Expression analysis of defense-related genes in wheat in response to infection by Fusarium graminearum

Lingrang Kong, Herbert W Ohm, Joseph M Anderson
Genome Génome / Conseil National de Recherches Canada 2007, 50 (11): 1038-48
18059549
Fusarium head blight (FHB), caused by the fungi Fusarium graminearum and Fusarium culmorum, is a worldwide disease of wheat (Triticum aestivum L.). The Chinese cultivar Ning 7840 is one of a few wheat cultivars with resistance to FHB. GeneCalling, an open-architecture mRNA-profiling technology, was used to identify differentially expressed genes induced or suppressed in spikes of Ning 7840 after infection by F. graminearum. One hundred and twenty-five cDNA fragments representing transcripts differentially expressed in wheat spikes were identified. Based on BLASTN and BLASTX analyses, putative functions were assigned to some of the genes: 28 were assigned functions in primary metabolism and photosynthesis, 7 were involved in defense response, 14 were involved in gene expression and regulation, 24 encoded proteins associated with structure and protein synthesis, 42 lacked homology to sequences in the database, and 3 were similar to cloned multidrug resistance or disease resistance proteins.
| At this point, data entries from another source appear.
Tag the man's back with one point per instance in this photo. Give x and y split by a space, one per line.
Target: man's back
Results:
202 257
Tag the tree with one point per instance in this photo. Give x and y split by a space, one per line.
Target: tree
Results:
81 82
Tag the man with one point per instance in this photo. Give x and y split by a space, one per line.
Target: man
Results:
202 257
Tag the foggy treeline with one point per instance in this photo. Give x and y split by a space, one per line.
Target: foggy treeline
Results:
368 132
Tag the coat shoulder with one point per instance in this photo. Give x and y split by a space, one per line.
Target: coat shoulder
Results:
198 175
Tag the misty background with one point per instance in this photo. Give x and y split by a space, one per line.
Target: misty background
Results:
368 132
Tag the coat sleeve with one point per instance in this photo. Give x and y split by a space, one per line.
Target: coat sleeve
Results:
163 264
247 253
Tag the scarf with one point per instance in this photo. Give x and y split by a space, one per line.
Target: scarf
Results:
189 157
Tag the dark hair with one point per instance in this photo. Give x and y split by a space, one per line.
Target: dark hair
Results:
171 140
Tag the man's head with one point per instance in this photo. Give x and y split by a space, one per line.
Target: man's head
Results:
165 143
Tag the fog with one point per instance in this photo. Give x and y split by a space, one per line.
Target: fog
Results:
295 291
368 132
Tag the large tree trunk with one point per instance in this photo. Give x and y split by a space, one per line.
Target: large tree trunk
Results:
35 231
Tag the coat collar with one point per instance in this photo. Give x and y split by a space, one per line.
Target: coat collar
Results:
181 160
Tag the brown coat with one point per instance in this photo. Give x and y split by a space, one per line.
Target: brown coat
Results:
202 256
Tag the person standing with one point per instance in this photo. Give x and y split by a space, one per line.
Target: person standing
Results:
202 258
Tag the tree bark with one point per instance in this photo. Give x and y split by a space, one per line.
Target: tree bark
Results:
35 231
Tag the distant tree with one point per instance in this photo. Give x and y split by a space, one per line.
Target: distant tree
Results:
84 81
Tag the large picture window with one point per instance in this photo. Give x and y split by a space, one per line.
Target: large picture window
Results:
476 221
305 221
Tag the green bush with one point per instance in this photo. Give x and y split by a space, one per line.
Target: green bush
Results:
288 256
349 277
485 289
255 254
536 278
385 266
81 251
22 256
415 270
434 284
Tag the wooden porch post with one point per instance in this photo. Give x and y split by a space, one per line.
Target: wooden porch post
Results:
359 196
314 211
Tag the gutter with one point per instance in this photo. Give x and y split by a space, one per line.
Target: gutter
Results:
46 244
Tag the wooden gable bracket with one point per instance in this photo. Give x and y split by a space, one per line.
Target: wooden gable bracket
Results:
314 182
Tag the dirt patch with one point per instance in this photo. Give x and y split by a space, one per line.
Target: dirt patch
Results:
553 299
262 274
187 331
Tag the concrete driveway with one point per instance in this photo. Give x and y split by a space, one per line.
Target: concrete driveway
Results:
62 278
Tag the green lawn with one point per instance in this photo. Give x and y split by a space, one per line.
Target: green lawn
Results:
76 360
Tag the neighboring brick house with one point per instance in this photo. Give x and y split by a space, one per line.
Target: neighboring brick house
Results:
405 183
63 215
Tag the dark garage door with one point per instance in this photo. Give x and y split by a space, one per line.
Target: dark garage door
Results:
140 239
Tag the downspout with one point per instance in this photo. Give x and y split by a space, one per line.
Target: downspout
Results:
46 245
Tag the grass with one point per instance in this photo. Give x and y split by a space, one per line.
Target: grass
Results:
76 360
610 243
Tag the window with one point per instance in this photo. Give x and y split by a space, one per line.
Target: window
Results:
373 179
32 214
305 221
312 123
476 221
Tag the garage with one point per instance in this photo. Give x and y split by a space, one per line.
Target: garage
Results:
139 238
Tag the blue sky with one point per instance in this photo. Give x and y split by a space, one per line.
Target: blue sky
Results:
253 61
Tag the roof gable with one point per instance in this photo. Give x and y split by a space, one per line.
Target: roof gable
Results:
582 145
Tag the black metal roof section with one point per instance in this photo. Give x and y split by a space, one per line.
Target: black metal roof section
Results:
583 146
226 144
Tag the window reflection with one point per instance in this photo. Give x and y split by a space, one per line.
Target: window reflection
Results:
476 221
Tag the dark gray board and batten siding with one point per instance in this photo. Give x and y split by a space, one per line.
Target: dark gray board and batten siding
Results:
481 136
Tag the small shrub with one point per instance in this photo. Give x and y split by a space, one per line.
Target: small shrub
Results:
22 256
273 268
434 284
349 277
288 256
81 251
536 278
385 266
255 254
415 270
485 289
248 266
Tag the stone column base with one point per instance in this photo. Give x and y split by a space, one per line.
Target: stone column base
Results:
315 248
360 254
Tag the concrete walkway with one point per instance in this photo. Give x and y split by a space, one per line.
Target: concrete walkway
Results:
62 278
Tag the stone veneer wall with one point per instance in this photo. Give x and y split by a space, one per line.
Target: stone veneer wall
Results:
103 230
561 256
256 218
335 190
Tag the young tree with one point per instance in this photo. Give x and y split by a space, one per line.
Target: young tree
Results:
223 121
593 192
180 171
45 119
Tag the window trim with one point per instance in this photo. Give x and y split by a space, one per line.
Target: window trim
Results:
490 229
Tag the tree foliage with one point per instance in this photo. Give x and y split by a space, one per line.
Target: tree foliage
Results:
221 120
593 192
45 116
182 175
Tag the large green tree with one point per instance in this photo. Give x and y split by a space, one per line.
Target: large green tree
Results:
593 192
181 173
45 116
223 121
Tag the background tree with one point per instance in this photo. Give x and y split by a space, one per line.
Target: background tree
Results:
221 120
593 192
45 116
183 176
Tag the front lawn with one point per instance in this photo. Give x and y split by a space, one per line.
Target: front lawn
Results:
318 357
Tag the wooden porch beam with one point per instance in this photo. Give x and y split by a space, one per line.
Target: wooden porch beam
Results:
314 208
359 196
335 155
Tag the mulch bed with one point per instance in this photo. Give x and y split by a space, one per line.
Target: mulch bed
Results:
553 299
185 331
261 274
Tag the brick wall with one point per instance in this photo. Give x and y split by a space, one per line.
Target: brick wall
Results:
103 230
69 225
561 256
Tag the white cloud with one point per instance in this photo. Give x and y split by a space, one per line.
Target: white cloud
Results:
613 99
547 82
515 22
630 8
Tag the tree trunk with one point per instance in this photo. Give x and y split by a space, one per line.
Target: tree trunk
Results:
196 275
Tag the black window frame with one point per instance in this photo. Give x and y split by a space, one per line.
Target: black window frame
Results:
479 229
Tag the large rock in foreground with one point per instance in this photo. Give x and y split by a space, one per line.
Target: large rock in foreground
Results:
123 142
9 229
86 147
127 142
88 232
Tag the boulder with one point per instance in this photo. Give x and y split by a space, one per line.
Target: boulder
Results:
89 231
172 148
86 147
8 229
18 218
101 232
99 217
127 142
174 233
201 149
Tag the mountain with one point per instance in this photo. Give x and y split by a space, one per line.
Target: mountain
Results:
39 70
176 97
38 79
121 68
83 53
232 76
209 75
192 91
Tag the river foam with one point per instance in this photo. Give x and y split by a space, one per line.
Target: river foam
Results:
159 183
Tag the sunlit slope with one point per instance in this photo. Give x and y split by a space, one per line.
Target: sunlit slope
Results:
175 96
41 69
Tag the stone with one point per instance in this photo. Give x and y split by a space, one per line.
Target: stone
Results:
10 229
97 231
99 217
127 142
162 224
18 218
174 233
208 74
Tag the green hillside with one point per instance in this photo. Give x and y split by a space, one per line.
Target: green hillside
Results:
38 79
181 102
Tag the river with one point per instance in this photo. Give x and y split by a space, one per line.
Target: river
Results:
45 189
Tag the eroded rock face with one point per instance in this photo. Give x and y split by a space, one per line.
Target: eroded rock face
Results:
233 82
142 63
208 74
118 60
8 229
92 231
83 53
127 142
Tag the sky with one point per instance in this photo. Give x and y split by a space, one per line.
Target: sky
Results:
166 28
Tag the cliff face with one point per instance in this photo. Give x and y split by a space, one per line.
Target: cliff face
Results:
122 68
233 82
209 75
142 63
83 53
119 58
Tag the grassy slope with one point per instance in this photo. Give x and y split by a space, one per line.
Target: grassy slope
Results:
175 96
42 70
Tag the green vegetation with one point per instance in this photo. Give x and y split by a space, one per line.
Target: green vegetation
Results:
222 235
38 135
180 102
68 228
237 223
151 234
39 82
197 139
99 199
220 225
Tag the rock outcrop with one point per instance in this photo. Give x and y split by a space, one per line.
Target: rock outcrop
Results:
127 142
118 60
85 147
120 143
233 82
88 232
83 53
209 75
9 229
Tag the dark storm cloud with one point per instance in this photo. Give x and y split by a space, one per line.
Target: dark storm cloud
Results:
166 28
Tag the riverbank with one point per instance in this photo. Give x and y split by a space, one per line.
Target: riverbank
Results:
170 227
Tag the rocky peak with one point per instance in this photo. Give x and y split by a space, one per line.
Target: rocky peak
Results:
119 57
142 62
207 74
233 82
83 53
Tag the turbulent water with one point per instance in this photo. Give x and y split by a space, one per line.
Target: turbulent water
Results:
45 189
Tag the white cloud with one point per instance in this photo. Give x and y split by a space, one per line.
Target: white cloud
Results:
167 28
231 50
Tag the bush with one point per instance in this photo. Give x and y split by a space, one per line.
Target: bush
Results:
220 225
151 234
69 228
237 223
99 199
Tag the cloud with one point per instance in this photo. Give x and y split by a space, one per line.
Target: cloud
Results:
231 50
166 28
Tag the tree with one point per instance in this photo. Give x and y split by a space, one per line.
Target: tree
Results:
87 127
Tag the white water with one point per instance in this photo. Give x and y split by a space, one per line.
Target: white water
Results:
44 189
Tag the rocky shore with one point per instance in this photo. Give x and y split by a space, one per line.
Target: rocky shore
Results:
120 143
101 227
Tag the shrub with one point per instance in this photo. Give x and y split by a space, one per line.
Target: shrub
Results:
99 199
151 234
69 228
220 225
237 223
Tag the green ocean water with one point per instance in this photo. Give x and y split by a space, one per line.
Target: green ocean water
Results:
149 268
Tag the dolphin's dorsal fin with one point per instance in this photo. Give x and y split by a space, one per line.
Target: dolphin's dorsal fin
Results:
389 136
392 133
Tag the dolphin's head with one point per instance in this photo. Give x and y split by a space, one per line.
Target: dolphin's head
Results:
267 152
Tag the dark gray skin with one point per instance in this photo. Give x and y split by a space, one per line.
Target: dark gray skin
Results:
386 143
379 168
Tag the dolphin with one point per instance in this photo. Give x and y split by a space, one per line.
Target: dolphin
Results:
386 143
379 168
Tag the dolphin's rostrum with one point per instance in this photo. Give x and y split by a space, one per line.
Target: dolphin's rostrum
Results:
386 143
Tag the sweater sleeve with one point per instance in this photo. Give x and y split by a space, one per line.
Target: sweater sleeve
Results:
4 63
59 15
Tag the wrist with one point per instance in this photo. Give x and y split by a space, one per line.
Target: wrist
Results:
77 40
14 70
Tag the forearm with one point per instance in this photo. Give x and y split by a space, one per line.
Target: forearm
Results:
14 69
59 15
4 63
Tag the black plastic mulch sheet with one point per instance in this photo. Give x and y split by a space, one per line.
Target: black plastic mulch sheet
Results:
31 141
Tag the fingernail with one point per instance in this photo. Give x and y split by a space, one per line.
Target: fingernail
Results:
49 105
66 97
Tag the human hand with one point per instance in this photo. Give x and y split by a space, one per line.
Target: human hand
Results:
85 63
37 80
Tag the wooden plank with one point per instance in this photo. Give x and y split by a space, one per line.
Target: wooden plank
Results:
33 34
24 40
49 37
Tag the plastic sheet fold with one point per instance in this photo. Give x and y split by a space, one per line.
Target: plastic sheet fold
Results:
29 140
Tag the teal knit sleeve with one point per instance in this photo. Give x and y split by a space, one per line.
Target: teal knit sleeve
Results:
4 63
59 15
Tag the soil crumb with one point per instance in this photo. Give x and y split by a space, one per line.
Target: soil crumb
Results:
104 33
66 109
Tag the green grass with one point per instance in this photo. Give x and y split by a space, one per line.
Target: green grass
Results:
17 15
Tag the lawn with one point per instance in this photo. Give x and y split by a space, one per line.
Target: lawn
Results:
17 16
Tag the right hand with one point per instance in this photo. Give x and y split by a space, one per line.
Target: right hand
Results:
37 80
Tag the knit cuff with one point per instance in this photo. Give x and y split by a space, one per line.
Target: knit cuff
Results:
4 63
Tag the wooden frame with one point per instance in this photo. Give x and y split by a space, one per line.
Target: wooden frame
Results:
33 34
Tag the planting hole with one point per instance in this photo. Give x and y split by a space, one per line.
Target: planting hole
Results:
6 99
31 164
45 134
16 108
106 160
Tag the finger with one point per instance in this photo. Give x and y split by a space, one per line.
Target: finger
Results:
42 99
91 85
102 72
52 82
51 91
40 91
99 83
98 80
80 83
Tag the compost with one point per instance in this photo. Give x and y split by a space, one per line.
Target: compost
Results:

Of particular interest in this study were genes associated with resistance and defense against pathogen infection. Real-time quantitative reverse-transcription PCR indicated that of 51 genes tested, 19 showed 2-fold or greater induction or suppression in infected Ning 7840 in comparison with the water-treated control. The remaining 32 genes were not significantly induced or suppressed in infected Ning 7840 compared with the control. Subsequently, these 19 induced or suppressed genes were examined in the wheat line KS24-1, containing FHB resistance derived from Lophopyrum elongatum, and Len, an FHB-susceptible wheat cultivar. The temporal expression of some of these sequences encoding resistance proteins or defense-related proteins showed FHB (resistance specific) induction, suggesting that these genes play a role in protection against toxic compounds in plant-fungus interactions. On the basis of comprehensive expression profiling of various biotic or abiotic stress response genes revealed by quantitative PCR in this study and other supporting data, we hypothesized that the plant-pathogen interactions may be highly integrated into a network of diverse biosynthetic pathways.